What the previous, third entry in this popular cult franchise had in personality, gore and entertainment, it lacked in under-the-skin scares and dread, whilst adding very little to the story. Oh and why it was called Genesis is anyone’s idea. However a bride wielding a chainsaw will always get points from me.
So we come to this fourth and probably final entry in the franchise, as lone survivor Angela; the reporter who managed to get through the horrors of the apartment building in the first two movies, finds herself on a boat surrounded by scientists and the military amongst the regular crew. Have they managed to contain the virus that caused people to turn into ravenous zombies? Thankfully this is a return to the more serious, claustrophobic and tension filled tone of the first two movies, dropping much of the schlock of the third, which at times was more comedy than horror. The hand-held camera approach that worked so well initially doesn’t make a return however but that’s no major loss (apart from causing the title to make little sense) and I still found this pretty nail biting stuff.
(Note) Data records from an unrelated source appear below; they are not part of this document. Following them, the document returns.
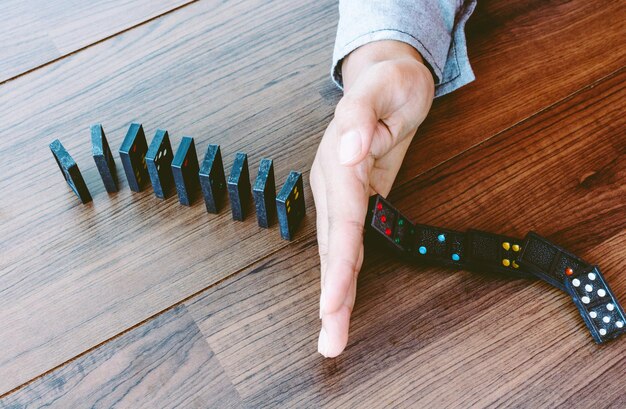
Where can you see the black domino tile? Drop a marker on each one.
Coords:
(239, 187)
(264, 193)
(548, 261)
(133, 155)
(212, 179)
(290, 206)
(185, 171)
(70, 171)
(596, 303)
(494, 253)
(105, 163)
(159, 160)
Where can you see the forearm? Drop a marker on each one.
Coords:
(434, 29)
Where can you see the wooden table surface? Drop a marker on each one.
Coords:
(130, 301)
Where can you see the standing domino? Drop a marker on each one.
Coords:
(290, 205)
(133, 154)
(104, 159)
(159, 159)
(70, 171)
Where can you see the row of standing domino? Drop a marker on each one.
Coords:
(165, 170)
(533, 257)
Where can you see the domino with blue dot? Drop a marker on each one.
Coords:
(438, 246)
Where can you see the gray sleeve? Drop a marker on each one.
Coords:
(434, 27)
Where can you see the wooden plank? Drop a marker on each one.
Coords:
(208, 70)
(67, 271)
(35, 32)
(526, 55)
(25, 42)
(437, 338)
(163, 363)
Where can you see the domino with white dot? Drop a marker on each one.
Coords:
(597, 305)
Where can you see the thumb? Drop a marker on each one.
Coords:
(356, 122)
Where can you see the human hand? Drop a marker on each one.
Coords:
(387, 94)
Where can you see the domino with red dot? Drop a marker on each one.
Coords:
(597, 304)
(391, 225)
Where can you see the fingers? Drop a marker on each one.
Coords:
(346, 200)
(319, 197)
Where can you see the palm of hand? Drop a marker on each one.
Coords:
(377, 117)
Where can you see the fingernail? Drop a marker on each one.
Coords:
(349, 146)
(322, 343)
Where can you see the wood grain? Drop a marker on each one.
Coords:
(35, 32)
(430, 337)
(252, 76)
(163, 363)
(24, 42)
(526, 55)
(131, 252)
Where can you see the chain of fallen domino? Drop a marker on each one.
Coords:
(483, 251)
(159, 165)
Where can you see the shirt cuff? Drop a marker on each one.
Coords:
(436, 29)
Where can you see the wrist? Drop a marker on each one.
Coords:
(375, 52)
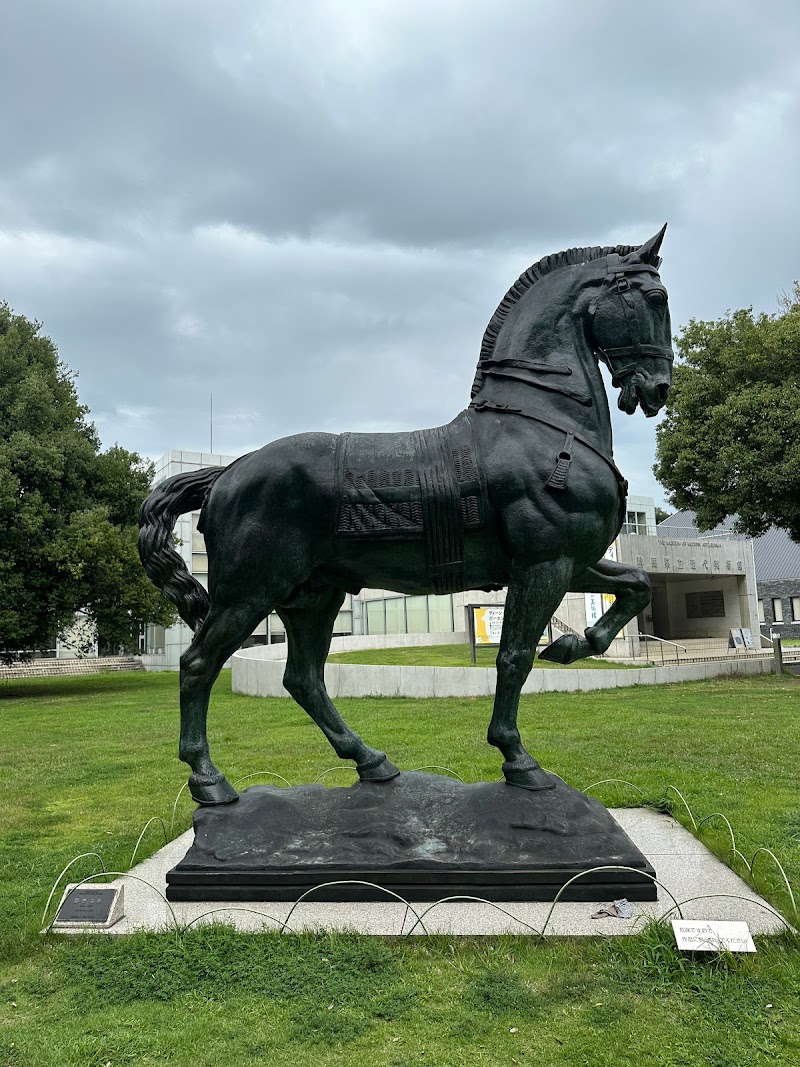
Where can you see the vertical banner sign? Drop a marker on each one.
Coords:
(597, 604)
(488, 624)
(484, 625)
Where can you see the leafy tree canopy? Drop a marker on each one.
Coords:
(731, 441)
(68, 511)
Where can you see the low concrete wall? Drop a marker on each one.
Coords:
(70, 666)
(257, 675)
(355, 642)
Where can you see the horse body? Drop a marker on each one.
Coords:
(518, 491)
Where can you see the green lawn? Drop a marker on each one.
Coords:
(85, 762)
(453, 655)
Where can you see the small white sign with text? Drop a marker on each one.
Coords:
(710, 935)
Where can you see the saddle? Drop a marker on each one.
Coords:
(424, 486)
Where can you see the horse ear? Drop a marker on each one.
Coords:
(649, 252)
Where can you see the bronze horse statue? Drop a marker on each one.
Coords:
(518, 491)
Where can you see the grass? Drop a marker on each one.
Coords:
(86, 761)
(454, 655)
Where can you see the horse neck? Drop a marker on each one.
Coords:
(547, 335)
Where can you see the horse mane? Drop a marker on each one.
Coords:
(545, 266)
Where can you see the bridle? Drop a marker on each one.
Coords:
(616, 270)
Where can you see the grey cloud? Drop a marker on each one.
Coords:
(324, 202)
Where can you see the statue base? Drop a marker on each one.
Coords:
(424, 837)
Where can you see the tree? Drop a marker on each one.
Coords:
(68, 511)
(731, 441)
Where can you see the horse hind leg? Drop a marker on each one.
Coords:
(219, 637)
(308, 632)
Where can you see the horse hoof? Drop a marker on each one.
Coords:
(533, 779)
(382, 771)
(212, 791)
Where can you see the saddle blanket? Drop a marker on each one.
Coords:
(426, 486)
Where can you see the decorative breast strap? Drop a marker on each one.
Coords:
(558, 478)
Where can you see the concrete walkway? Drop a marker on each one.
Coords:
(685, 868)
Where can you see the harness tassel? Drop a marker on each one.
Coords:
(558, 478)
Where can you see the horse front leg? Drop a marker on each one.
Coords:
(534, 592)
(629, 585)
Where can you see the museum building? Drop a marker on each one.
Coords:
(777, 559)
(703, 586)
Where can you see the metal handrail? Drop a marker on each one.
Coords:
(564, 626)
(662, 640)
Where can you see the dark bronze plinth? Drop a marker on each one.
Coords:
(424, 837)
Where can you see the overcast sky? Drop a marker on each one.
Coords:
(312, 209)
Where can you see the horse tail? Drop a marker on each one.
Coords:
(164, 567)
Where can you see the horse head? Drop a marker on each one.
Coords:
(629, 328)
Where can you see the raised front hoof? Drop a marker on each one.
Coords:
(212, 791)
(531, 778)
(384, 770)
(565, 650)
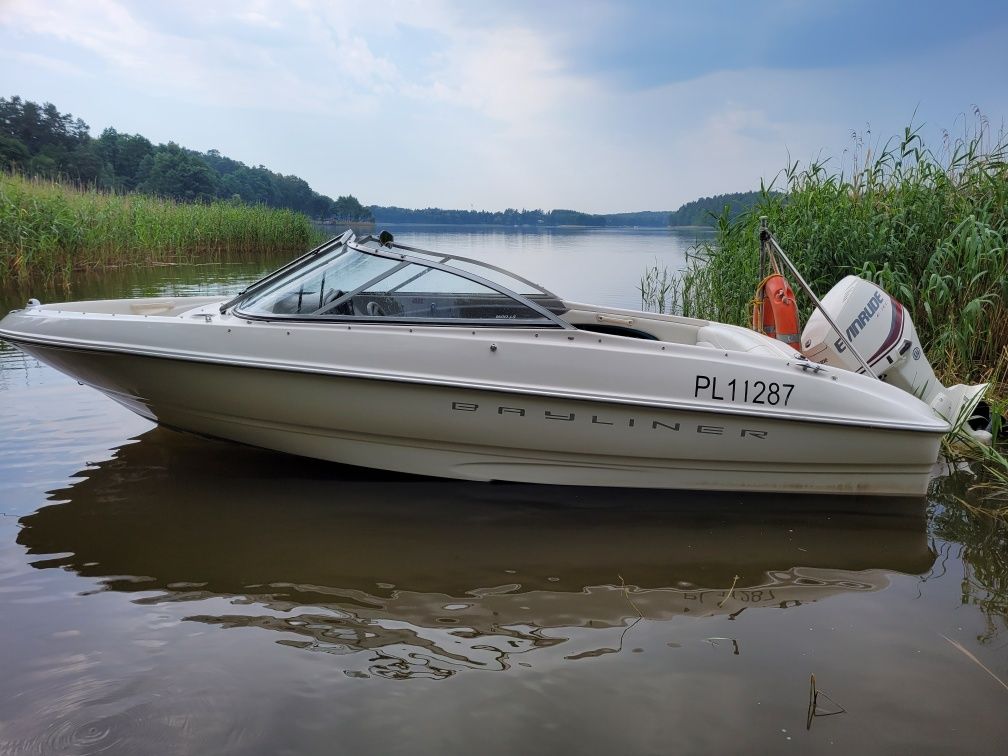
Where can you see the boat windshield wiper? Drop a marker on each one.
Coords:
(344, 238)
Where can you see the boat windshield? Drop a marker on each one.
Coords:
(373, 281)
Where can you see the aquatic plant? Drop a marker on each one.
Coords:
(48, 229)
(930, 227)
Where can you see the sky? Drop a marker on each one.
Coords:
(594, 105)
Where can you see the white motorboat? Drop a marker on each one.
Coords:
(375, 354)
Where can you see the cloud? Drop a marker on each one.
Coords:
(595, 105)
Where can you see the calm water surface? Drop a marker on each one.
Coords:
(166, 594)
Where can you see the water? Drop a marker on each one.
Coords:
(161, 593)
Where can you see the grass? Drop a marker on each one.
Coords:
(48, 230)
(928, 226)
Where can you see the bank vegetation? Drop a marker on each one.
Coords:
(929, 225)
(49, 229)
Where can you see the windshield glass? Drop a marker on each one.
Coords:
(349, 282)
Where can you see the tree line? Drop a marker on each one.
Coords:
(38, 140)
(509, 217)
(707, 210)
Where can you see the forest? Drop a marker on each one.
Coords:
(38, 140)
(707, 210)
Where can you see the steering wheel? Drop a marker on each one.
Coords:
(332, 295)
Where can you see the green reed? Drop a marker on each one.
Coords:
(48, 230)
(930, 227)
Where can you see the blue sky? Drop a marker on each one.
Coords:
(593, 105)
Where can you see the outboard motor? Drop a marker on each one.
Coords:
(882, 332)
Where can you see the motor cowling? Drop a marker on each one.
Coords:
(881, 330)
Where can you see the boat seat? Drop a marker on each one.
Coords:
(735, 339)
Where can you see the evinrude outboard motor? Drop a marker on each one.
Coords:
(881, 331)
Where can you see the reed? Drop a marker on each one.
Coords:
(49, 229)
(928, 226)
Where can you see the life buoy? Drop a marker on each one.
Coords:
(775, 311)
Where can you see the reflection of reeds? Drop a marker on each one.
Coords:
(48, 229)
(978, 529)
(930, 229)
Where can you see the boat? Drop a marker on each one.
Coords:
(375, 354)
(499, 571)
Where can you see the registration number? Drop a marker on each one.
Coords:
(748, 390)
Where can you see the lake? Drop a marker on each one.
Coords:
(161, 593)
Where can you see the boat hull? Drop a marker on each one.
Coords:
(464, 432)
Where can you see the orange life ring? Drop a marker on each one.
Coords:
(775, 312)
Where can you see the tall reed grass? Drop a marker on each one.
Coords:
(930, 227)
(49, 229)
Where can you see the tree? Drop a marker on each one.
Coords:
(13, 153)
(174, 172)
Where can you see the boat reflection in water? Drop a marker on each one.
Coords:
(423, 578)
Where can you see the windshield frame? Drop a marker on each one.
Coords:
(408, 255)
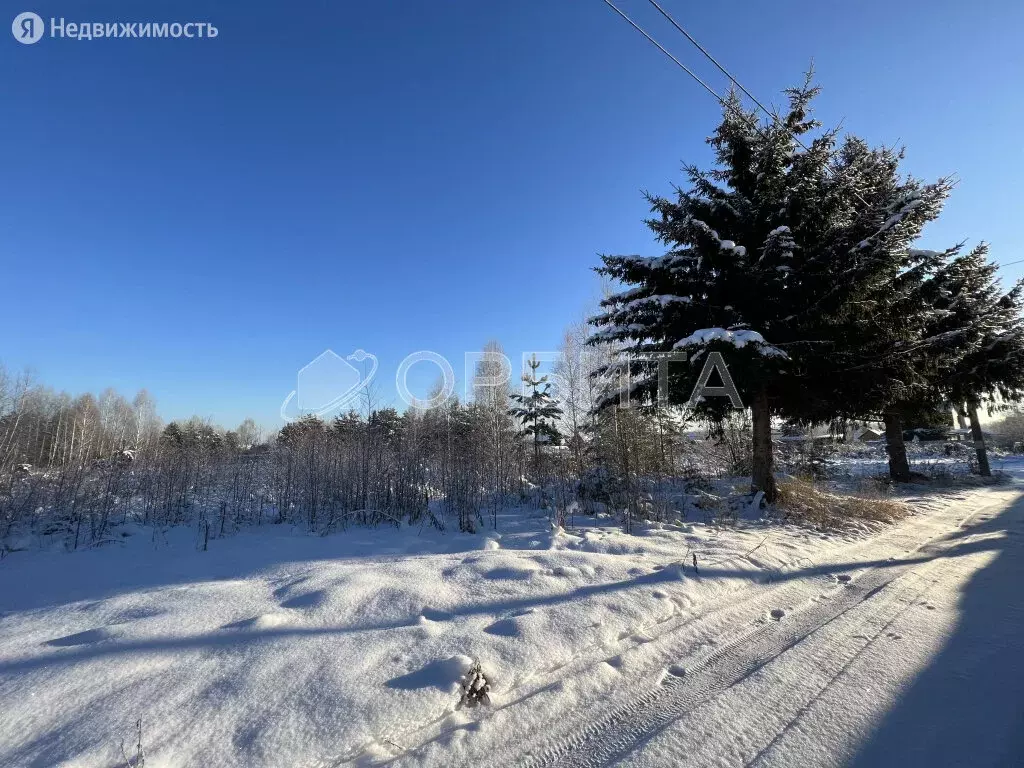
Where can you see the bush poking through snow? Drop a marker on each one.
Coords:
(475, 688)
(803, 503)
(138, 761)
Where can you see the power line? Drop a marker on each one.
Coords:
(714, 60)
(662, 48)
(728, 104)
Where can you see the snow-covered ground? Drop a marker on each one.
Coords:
(784, 646)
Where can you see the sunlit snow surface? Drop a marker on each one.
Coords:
(276, 648)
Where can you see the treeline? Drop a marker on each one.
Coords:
(74, 468)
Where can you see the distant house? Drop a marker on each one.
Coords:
(866, 434)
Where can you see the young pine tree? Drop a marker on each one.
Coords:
(538, 411)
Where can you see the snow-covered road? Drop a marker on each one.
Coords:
(918, 660)
(274, 648)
Following on from the shock climax of the second movie, I enjoyed the is-she isn’t-she of Angela’s infection, wondering what the scientists are really up to, and why there seems to be a monkey running around.
In Manuela Velasco’s Angela we have a gutsy, suitably sexy heroine who is supported well by some interesting characters, including a geeky tech guy who just happens to be the plucky reporter’s number-one fan. The movie barely touches on the demonic possession angle of the previous movies however and is much more straight-forward action horror – with a very exciting and intense final act. Yet by the time we reach this fourth entry, clearly the story is scraping the ideas-barrel … and a parasitic organism just isn’t as scary as possession, despite the franchise’s initial potential. For a zombie-fest though, I still had a good time.